Sunday, September 16, 2012

Markets Analysis 9/15/12

I was looking back at the Up signal I posted on the India fund (IIF) back in 6/15/12 end-of-day. Since then it has weaved its way up from $14.62 to $17.11, a quiet but very impressive +17% gain in 3 months. It has also done a couple more impressive things from a technical view point.
- It has taken out the previous high of $15.79, establishing its uptrend. By definition, an uptrend is a series of higher highs.
- It has also climbed its way above the bold black line on the chart, its 200 day exponential moving average. Nice…The markets have taken note of that. See chart posted below.
Being cautious, if someone was looking to enter now, I would take a small position and wait for the pullback to add to.

Needless to say, let me contrast this move with the chart on SPY (S&P500), which too has been pointed long by my technicals since 7/2/12. In the chart posted below, there was a second confirming Up signal on SPY on 7/30/12. Right now, it has taken out its previous high and is starting to smell some rarified air above. The chart on SPY is clearly stronger than IIF which has been struggling for months dipping lower and lower and staying below its 200 day exp moving average.  
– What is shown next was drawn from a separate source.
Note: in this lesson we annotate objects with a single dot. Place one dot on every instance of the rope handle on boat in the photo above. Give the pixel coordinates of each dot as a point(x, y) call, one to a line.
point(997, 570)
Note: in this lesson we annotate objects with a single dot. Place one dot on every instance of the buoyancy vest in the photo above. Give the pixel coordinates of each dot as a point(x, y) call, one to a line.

What goes high can go higher. The markets loved the fresh dose of QE3 it got from the Feds. My only concern was that 11/12 on the committee voted for the QE3; leaving little doubt that they feel the economy is making a weak recovery and could slip back into a recession. Without the smelling salts, and instead if we chose a harsher and stricter path like the Europeans have done, we would certainly be languishing in another recession – perhaps depression. But this is no political forum. We have come back from an enormous chasm and I am just glad that my portfolio is positive. I will also keep my enthusiasm down and make sure we not give up these gains. October through the end of this year is usually a positive period. Let’s hope that’s how it plays out.